Closed
Description
Problem: How to run ds_pretrain_gpt2-zero3.sh in docker env using 2 nodes?
Current platform:
- I have 2 nodes (100.3.8.100 & 100.3.8.68). For each node (with 8 V100 GPUs), the docker environments are all set and I can run ds_pretrain_gpt2-zero3.sh in local sucessfully using the following command:
docker run -it --gpus all -v /home/libn/DeepSpeedExamples:/workspace deepspeed:latest
- I installed pdsh in each node:
For 100.3.8.100, I install pdsh in docker environments (deepspeed:latest):
For 100.3.8.68, I install pdsh in docker env (deepspeed:latest).
My modification:
I want to use 2 nodes and I modify the ds_pretrain_gpt2-zero3.sh:
- change
run_cmd
to:
run_cmd=deepspeed --hostfile=myhostfile pretrain_gpt2.py ${@:2} ${full_options}
- add myhostfile:
100.3.8.100 slots=2
100.3.8.68 slots=2
My test and error:
Test: in 100.3.8.100 server and docker env (deepspeed:latest)
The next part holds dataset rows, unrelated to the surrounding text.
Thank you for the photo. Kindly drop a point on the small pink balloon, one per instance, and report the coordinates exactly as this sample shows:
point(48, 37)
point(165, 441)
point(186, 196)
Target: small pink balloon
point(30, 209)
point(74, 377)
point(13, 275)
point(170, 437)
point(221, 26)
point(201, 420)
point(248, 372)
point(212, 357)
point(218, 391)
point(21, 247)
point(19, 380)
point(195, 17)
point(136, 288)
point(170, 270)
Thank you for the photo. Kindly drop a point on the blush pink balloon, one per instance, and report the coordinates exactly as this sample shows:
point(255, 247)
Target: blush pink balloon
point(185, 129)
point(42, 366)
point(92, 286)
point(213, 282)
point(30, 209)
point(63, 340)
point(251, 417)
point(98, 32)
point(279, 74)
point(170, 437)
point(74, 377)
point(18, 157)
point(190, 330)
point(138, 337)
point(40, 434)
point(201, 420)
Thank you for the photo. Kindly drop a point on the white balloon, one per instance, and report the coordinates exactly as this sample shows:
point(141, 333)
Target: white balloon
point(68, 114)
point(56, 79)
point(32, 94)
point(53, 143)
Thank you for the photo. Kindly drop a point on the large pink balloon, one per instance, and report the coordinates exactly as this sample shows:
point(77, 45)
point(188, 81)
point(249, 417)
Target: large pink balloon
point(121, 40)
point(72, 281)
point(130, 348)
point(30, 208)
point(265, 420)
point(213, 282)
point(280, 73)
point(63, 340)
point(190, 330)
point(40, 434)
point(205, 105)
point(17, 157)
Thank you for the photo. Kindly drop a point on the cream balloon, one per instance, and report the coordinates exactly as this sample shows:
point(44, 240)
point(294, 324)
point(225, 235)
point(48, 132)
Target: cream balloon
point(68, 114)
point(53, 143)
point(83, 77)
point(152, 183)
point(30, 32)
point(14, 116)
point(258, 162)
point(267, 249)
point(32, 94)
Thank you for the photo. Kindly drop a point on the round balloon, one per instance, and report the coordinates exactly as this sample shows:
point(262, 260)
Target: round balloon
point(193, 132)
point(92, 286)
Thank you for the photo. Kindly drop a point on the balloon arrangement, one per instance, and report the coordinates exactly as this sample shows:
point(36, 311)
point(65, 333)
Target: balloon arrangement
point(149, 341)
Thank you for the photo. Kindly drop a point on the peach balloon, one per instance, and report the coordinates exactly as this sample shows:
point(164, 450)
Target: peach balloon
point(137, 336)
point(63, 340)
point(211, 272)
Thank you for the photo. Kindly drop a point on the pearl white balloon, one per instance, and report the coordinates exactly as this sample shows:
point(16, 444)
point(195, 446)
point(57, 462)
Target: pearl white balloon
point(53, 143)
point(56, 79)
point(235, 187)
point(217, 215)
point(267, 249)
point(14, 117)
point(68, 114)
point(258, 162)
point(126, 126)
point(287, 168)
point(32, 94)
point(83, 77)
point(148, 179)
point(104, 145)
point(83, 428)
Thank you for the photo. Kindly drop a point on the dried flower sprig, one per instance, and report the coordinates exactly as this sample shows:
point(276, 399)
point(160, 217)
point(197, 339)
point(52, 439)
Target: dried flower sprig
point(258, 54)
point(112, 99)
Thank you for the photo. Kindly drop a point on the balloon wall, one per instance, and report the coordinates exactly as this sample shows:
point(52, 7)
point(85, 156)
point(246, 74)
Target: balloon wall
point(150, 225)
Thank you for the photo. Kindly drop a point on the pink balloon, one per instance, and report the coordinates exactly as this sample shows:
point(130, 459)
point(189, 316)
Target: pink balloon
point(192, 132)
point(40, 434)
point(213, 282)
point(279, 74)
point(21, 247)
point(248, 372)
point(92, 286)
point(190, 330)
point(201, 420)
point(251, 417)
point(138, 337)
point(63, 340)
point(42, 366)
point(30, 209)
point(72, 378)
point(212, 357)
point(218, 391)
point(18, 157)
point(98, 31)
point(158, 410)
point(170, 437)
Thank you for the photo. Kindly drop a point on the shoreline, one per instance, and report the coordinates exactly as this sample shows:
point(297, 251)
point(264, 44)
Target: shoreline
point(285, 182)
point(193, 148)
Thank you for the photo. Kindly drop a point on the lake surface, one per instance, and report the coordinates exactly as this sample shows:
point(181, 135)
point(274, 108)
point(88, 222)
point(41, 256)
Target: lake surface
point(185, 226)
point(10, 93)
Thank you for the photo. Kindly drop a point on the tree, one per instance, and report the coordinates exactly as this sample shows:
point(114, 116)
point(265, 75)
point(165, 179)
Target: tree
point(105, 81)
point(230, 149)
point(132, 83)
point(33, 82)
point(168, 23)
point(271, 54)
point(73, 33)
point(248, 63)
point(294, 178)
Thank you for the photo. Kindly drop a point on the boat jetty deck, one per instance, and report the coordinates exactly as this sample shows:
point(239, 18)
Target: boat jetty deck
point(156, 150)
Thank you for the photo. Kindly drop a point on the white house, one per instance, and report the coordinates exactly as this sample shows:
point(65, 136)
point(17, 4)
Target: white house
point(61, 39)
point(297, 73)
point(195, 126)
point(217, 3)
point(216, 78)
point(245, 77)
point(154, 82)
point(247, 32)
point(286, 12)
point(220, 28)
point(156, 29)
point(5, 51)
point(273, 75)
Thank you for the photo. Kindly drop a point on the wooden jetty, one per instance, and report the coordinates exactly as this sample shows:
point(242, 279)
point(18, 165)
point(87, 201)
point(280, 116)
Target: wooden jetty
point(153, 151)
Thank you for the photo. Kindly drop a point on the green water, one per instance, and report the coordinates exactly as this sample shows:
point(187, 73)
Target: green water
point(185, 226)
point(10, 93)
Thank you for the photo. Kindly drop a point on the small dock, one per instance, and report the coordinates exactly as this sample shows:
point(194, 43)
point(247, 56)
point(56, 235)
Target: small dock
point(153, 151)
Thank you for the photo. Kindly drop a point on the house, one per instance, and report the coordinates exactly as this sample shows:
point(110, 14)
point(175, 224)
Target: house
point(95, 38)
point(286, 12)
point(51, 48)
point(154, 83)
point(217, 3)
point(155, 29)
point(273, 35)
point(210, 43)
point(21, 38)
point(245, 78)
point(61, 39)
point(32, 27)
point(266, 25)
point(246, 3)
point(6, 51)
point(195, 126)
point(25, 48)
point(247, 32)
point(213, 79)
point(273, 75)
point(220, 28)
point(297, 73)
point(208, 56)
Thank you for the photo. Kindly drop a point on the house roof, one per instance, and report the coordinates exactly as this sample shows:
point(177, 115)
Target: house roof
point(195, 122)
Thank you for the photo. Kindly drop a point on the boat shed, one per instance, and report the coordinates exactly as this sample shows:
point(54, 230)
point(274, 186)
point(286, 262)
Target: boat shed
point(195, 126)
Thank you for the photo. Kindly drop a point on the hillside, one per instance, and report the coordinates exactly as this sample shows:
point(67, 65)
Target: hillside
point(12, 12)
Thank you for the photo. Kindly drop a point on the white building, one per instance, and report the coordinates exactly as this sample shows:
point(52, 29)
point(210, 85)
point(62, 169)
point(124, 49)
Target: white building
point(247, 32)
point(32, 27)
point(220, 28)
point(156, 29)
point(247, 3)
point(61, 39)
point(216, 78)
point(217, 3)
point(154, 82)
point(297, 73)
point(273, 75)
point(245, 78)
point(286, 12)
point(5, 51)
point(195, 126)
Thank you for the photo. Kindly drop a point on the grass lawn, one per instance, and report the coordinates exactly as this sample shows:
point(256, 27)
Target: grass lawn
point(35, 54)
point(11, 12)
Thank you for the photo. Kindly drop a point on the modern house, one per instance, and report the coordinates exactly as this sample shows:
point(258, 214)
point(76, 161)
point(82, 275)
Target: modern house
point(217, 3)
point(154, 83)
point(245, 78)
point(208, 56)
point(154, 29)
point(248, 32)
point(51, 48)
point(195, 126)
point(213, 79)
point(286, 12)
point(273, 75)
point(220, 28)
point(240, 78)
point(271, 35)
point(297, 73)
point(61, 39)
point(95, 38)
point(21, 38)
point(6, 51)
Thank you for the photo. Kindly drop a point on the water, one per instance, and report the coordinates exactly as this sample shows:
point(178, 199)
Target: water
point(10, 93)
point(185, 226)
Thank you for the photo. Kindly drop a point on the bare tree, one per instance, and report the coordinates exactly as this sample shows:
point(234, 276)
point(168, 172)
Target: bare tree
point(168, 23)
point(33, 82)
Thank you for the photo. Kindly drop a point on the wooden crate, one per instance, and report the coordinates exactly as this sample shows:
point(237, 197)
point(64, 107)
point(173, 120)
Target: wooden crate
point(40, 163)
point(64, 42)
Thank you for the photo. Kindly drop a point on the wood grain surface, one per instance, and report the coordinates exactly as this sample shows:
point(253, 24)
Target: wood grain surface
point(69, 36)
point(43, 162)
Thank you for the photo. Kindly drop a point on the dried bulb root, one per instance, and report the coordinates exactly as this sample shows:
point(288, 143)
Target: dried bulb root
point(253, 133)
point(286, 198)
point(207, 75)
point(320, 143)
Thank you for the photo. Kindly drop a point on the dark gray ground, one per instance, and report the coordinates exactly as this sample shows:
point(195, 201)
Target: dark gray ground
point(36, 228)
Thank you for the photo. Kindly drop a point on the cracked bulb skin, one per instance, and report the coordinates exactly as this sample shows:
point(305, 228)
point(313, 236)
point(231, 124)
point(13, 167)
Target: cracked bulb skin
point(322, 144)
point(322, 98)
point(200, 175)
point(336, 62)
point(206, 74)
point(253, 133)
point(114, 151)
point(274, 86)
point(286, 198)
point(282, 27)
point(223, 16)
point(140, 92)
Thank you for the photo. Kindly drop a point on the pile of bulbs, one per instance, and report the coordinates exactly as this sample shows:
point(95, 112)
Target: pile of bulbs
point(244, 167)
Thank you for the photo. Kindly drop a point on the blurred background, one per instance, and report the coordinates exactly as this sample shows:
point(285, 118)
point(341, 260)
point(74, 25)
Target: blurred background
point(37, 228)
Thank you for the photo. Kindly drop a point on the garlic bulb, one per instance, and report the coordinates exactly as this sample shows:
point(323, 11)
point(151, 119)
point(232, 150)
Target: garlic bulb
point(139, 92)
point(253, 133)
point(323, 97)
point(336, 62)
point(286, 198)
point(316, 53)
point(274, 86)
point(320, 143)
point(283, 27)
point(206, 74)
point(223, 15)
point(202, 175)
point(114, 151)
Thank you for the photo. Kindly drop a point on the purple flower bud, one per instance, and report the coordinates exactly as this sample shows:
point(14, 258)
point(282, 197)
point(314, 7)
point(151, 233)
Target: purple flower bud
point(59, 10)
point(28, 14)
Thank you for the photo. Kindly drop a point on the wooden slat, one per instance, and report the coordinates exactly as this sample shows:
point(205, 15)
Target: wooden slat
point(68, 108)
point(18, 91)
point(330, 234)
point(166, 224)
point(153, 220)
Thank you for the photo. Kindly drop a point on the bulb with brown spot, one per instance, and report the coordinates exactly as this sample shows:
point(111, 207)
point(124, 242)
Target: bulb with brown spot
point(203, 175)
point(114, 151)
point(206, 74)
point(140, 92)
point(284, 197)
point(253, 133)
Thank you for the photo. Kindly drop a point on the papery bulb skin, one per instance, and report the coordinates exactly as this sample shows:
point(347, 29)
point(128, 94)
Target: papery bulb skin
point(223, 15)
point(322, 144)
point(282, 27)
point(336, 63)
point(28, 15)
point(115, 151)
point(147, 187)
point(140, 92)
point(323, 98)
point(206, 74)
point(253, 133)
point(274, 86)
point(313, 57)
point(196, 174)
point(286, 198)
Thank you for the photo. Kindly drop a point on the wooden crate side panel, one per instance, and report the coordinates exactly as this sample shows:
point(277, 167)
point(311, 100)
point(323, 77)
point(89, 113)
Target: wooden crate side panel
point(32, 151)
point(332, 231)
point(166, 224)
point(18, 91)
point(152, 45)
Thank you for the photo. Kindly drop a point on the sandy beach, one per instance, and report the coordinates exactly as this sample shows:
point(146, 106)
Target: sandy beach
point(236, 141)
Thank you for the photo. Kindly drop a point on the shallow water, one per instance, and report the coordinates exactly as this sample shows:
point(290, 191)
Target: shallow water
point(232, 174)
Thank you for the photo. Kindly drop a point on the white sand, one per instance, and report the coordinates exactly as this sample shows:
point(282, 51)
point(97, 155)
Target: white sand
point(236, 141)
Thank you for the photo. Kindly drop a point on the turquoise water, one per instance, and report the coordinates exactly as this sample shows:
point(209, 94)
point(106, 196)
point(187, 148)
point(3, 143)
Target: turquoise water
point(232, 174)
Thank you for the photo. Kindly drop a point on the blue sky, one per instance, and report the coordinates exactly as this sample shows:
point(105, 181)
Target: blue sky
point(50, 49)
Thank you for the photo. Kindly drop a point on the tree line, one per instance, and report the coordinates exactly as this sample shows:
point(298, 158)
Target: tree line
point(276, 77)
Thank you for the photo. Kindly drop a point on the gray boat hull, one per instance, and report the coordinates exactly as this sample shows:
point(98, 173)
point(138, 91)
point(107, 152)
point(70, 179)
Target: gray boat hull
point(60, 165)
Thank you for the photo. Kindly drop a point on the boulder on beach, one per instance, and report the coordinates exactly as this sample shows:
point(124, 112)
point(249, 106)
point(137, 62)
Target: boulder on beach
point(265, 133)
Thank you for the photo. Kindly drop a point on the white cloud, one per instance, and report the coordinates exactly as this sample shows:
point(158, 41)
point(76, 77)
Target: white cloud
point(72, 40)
docker run -it --gpus all -v /home/libn/DeepSpeedExamples:/workspace deepspeed:latest
cd megatron/Megatron-LM-v1.1.5-ZeRO3/exmaples
bash ds_pretrain_gpt2-zero3.sh
Error:
100.3.8.100: bash: line 0: cd: /workspace/megatron/Megatron-LM-v1.1.5-ZeRO3/exmaples: No such file or directory
100.3.8.100: bash: /opt/conda/bin/python: No such file or directory
100.3.8.68: bash: line 0: cd: /workspace/megatron/Megatron-LM-v1.1.5-ZeRO3/exmaples: No such file or directory
100.3.8.68: bash: /opt/conda/bin/python: No such file or directory
Any suggestions? Thanks!
Activity
[-]How to launch jobs with Docker env using multiple nodes in DeepSpeed?[/-][+][Question] How to launch jobs with Docker env using multiple nodes in DeepSpeed?[/+]tjruwase commentedon Mar 2, 2023
@bing0037, did you verify that those paths are valid in both containers?
bing0037 commentedon Mar 3, 2023
Thanks for your reply.
Here are all my tests and results:
Test 1: test docker containers in node1(100.3.8.100) and node2 (100.3.8.68):
node1:
Result:
node2: the code directory in host is different from node1, but is the same in docker env.
Result:
Test2: training using 2 nodes
In node1 (100.3.8.100), run ds_pretrain_gpt2-zero3.sh:
hostfile:
Result:
bing0037 commentedon Mar 7, 2023
@tjruwase hi, do you have any suggestions?
zincnode commentedon Mar 8, 2023
Hi, @bing0037
I did something similar before (testing ZeRO on a multi-node docker env). Here are some thoughts or suggestions:
The server (outside the container, hereinafter referred to as: Host) and docker env (inside the container, hereinafter referred to as: Container) can be considered as two completely independent environments (or the operating system, you even regard the Container as a virtual machine ), which is very imprecise but better understood.
I guess the IP you mentioned (100.3.8.XXX) is the IP of Host. When you start the docker container, if you do not specify the network parameter (
--net
), the default is to use the Bridge network. At this point, there will be two IPs, one is Host IP (100.3.8.XXX), and the other is Container IP (typically: 172.XXX.XXX.XXX). The two IPs point to the two independent environments mentioned above. So when you specify the Deepspeed hostfile, you should actually use the Container IP instead of the Host IP. When you use Container IP, Deepspeed will establish an ssh connection, read files and execute scripts on your Host, but there is no/workspace
and/opt/conda/bin/python
(These paths are for Container) , which is the error message. However, the current Container IP specified in the hostfile should still not work, continue to look down.As you know, distributed training of Deepspeed needs to use ssh, which requires communication between nodes (in short, ping). At present, you start the container using the Bridge network, and the two containers should be unable to ping (both containers use 172.XXX.XXX.XXX). There are roughly two solutions:
A typical GPU cluster will use InfiniBand to accelerate communication between multiple nodes. I'm not sure if the cluster you're using has. If using InfiniBand, add
--privilege
when starting the container. This will make InfiniBand available inside the container. This worked for me, of course this requires making sure InfiniBand is available on the Host.FYI, this is how I use docker while testing.
Start the container
Enter the container
docker exec -it AAAAA bash
Exit the container(The container is still running after exiting, unless you execute
docker container stop AAAAA
)exit
The above thoughts are based on the information you provided and my experience, there may be inaccuracies or mistakes.😂
Additional materials:
bnuzhanyu commentedon Mar 9, 2023
Thanks for your answer, it seems a reasonable way to solve the problem, but I wonder is there any way to run cmds (different in rank/role/port) in all docker env and then they start communication so that ssh is not required, like tensorflow's distributed training. By this I can run the distributed training in kubernetes.
loadams commentedon Aug 21, 2023
This seems like the best answer so far, and the issue is fairly stale. Closing for now, if folks have other suggestions, please post here, if you have other questions, please open an issue so we can see it and reply. Thanks!
ray-008 commentedon Nov 23, 2023
Official document creates overlay network:
use-an-overlay-network-for-standalone-containers
Then the two containers can realize cross-machine communication through this network, and the rest is password-free login, environment configuration, etc.